Recognizing the role of CA VI in the bicarbonate pH-buffering system behavior9,10,11, we investigated the catalytic activity of CA VI under the experimental conditions tested in this study. Regarding the main effect of the disease, consistent with previous studies12,14,17, caries-active subjects had a higher CA VI activity when compared with caries-free subjects. Moreover, the nuances of buffering capacity according to healthy and diseased status imply that protein function is profoundly affected by ECC. Although the understanding of this biological behavior depends on a comprehensive study of the biochemical interaction in the oral environment, as well as on its impact on the enzymatic kinetic (out of the scope of this clinical study), the prolonged state of imbalance and the substantial genetic component are both plausible explanations. As a bioactive molecule, the cross-linking with charged components (e.g., molecules, ions, and oral bacteria) can cause chemical perturbations (maybe irreversible changes) that will affect deliberately the protein structure and function33,34. In support of the innate susceptibility hypothesis, CA VI gene polymorphisms have been associated with dental caries status35, buffering capacity36, and upregulation of colonization for cariogenic species as S. mutans and S. wiggsiae37.

The short-term mechanical control of biofilm strategy stabilized CA VI activity and thereby preserved the pre-sucrose rinse catalytic behavior in CF and ECC groups. Interestingly, when mechanical control of biofilm was absent, CA VI activity suffered a potential inhibitory effect mediated by sucrose. This effect was more pronounced in children with ECC, whose enzyme activity significantly dropped down to only 70% of its initial activity after sucrose rinse. Since saccharolytic bacteria have a complex metabolic pathway—Embden-Meyerhof-Parnas pathway and its branches—ruled by changes in the sugar supply38, we argued that poor oral hygiene causes an increase in metabolites profile, after the transient sucrose exposure, that would be so high that it would change the CA VI catalytic activity. Furthermore, the recognition of the mechanical control of biofilm as a strategy of bacteria removal and oxidative stress decreasing39 it is remarkably important to explain the distinguished behavior of CA VI according to biofilm intervention since the possibility of protein chemical shift perturbation is reduced.

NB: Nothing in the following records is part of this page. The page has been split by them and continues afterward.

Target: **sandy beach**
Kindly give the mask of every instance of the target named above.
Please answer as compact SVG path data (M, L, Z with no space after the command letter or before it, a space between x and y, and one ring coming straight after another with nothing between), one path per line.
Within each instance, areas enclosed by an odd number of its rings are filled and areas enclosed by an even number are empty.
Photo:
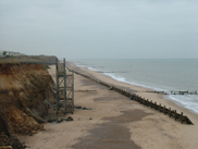
M54 79L54 65L49 73ZM132 89L136 94L184 112L194 125L182 124L148 107L129 100L109 88L87 79L74 76L74 103L88 110L75 109L74 114L59 113L60 117L72 116L74 121L59 124L45 124L45 129L33 136L20 136L30 149L196 149L198 148L198 115L177 105L162 95L146 92L147 88L114 80L97 72L69 67L108 84ZM55 111L50 112L55 115Z

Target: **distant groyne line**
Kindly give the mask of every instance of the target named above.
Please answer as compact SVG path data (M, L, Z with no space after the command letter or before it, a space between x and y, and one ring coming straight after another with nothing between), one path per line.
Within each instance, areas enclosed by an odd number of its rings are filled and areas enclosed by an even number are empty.
M161 95L198 95L198 91L188 91L188 90L180 90L180 91L147 91L147 92L153 92L153 94L161 94Z
M166 108L165 105L162 105L161 103L158 104L157 102L153 102L152 100L145 99L145 98L132 92L132 91L125 90L125 89L120 88L120 87L112 86L110 84L107 84L107 83L101 82L97 78L90 77L88 75L85 75L83 73L76 72L74 70L71 70L71 69L69 69L69 70L74 72L75 74L82 75L88 79L91 79L91 80L100 84L100 85L103 85L103 86L108 87L110 90L114 90L116 92L120 92L121 95L128 97L131 100L135 100L135 101L137 101L144 105L150 107L151 109L154 109L161 113L164 113L164 114L169 115L170 117L173 117L175 121L181 121L182 124L185 123L185 124L194 125L193 122L188 119L188 116L184 115L183 112L177 113L176 110L172 110L171 108Z

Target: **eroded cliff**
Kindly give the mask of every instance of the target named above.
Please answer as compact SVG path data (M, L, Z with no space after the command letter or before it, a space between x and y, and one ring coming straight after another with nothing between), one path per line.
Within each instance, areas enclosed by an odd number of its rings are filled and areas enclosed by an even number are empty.
M0 121L5 121L14 134L39 132L49 107L54 102L53 90L54 83L46 65L1 63ZM1 123L0 133L9 135L4 131ZM3 144L1 139L0 144Z

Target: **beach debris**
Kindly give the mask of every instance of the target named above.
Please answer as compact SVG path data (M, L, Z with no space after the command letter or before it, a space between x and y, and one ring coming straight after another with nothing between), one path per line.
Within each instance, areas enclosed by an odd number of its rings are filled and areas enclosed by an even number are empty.
M75 107L74 105L74 109L82 109L82 110L92 110L92 108L86 108L86 107Z
M65 119L65 121L74 121L74 119L69 116L67 119Z
M79 90L75 90L75 92L77 92L77 91L85 91L85 92L87 92L87 91L97 91L96 89L84 89L84 90L82 90L82 89L79 89Z
M109 90L113 90L113 87L111 86L111 87L109 88Z

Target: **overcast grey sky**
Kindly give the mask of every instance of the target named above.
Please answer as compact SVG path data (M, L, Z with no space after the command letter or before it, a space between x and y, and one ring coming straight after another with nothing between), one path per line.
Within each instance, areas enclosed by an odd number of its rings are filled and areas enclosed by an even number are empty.
M198 58L198 0L0 0L0 50L66 59Z

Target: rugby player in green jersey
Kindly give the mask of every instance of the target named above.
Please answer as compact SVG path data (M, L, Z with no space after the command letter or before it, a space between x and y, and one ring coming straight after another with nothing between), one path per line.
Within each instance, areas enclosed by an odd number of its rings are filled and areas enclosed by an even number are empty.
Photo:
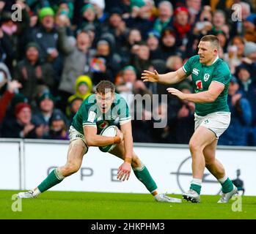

The reduction in CA VI activity after sucrose in this simulation of poor oral health strengthens our hypothesis that changes in the catalytic site of the carbonic anhydrase VI could be expected due to a shift toward a dysbiotic (or at least unhealthy) state. Accordingly, the most exciting discussion here is if the higher CA VI activity in children with ECC (even in fasting situations) is an adaptation (upregulation) to a more intense chemical aggression due to the sucrose-enriched diet and poor oral hygiene practices. Could it be possible that the nature of this enzymatic over-specialization leads to side effects as an impaired acid–base control in children with ECC, thereby making these subjects less resistant to the cariogenic challenge? For this purpose, the determination of causality can be elusive.

Under the experimental conditions of our study, although no factor (sucrose rinse, biofilm, or disease) individually influenced the α-amylase activity, the significant interaction between these factors (α = 0.043, β = 0.53, ηp2 = 0.07) indicates a complex mechanism. An in silico study about amylase interactome identified several amylase-forming cross-linking that could be related to important roles towards oral health maintenance19. However, regarding the relationship between α-amylase and its effects on the neutralization of chemical aggression through CA VI or its influence on pH and buffering capacity, we could not explain these particular behaviors.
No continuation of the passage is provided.